I travel a lot on business. I'm not much of a car guy, so when I have some free time, I prefer to walk or bike around a city. Many of the cities I've visited on business have bikeshare systems, which let you rent a bike for a few hours. Most of these systems have an app to help users locate and rent their bikes, but it would be more helpful for users like me to have a single place to get information on all the bikes in a city that are available to rent.
To solve this problem and demonstrate the power of open source to add location-aware features to a web application, I combined publicly available bikeshare data, the [Python][1] programming language, and the open source [Redis][2] in-memory data structure server to index and query geospatial data.
The resulting bikeshare application incorporates data from many different sharing systems, including the [Citi Bike][3] bikeshare in New York City. It takes advantage of the General Bikeshare Feed provided by the Citi Bike system and uses its data to demonstrate some of the features that can be built using Redis to index geospatial data. The Citi Bike data is provided under the [Citi Bike data license agreement][4].
### General Bikeshare Feed Specification
The General Bikeshare Feed Specification (GBFS) is an [open data specification][5] developed by the [North American Bikeshare Association][6] to make it easier for map and transportation applications to add bikeshare systems into their platforms. The specification is currently in use by over 60 different sharing systems in the world.
The feed consists of several simple [JSON][7] data files containing information about the state of the system. The feed starts with a top-level JSON file referencing the URLs of the sub-feed data:
The first step is loading information about the bikesharing stations into Redis using data from the `system_information` and `station_information` feeds.
The `system_information` feed provides the system ID, which is a short code that can be used to create namespaces for Redis keys. The GBFS spec doesn't specify the format of the system ID, but does guarantee it is globally unique. Many of the bikeshare feeds use short names like coast_bike_share, boise_greenbike, or topeka_metro_bikes for system IDs. Others use familiar geographic abbreviations such as NYC or BA, and one uses a universally unique identifier (UUID). The bikesharing application uses the identifier as a prefix to construct unique keys for the given system.
The `station_information` feed provides static information about the sharing stations that comprise the system. Stations are represented by JSON objects with several fields. There are several mandatory fields in the station object that provide the ID, name, and location of the physical bike stations. There are also several optional fields that provide helpful information such as the nearest cross street or accepted payment methods. This is the primary source of information for this part of the bikesharing application.
### Building the database
I've written a sample application, [load_station_data.py][8], that mimics what would happen in a backend process for loading data from external sources.

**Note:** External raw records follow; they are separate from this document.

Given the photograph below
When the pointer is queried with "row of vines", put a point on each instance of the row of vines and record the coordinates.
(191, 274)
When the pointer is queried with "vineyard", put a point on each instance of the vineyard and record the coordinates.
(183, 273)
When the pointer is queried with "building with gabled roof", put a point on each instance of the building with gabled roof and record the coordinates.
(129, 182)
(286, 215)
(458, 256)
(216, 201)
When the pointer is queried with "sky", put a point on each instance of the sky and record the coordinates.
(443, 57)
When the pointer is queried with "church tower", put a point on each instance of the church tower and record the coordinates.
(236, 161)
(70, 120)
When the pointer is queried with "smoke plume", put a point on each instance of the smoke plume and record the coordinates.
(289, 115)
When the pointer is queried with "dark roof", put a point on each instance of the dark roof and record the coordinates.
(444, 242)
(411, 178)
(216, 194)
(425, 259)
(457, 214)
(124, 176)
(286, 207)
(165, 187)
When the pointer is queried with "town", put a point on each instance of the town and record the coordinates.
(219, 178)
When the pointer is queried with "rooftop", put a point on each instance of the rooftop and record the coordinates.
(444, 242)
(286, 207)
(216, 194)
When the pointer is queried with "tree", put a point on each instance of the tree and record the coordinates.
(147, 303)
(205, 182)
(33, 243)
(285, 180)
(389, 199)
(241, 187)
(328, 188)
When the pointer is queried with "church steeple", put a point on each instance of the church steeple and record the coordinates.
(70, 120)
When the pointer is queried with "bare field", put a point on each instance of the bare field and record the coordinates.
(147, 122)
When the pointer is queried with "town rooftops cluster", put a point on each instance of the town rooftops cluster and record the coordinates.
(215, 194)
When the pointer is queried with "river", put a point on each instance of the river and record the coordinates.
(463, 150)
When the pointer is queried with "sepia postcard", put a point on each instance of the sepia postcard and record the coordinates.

### Finding the bikeshare stations
Loading the bikeshare data starts with the [systems.csv][9] file from the [GBFS repository on GitHub][5].
The repository's [systems.csv][9] file provides the discovery URL for registered bikeshare systems with an available GBFS feed. The discovery URL is the starting point for processing bikeshare information.
The `load_station_data` application takes each discovery URL found in the systems file and uses it to find the URL for two sub-feeds: system information and station information. The system information feed provides a key piece of information: the unique ID of the system. (Note: the system ID is also provided in the systems.csv file, but some of the identifiers in that file do not match the identifiers in the feeds, so I always fetch the identifier from the feed.) Details on the system, like bikeshare URLs, phone numbers, and emails, could be added in future versions of the application, so the data is stored in a Redis hash using the key `${system_id}:system_info`.
### Loading the station data
The station information provides data about every station in the system, including the system's location. The `load_station_data` application iterates over every station in the station feed and stores the data about each into a Redis hash using a key of the form `${system_id}:station:${station_id}`. The location of each station is added to a geospatial index for the bikeshare using the `GEOADD` command.
### Updating data
On subsequent runs, I don't want the code to remove all the feed data from Redis and reload it into an empty Redis database, so I carefully considered how to handle in-place updates of the data.
The code starts by loading the dataset with information on all the bikesharing stations for the system being processed into memory. When information is loaded for a station, the station (by key) is removed from the in-memory set of stations. Once all station data is loaded, we're left with a set containing all the station data that must be removed for that system.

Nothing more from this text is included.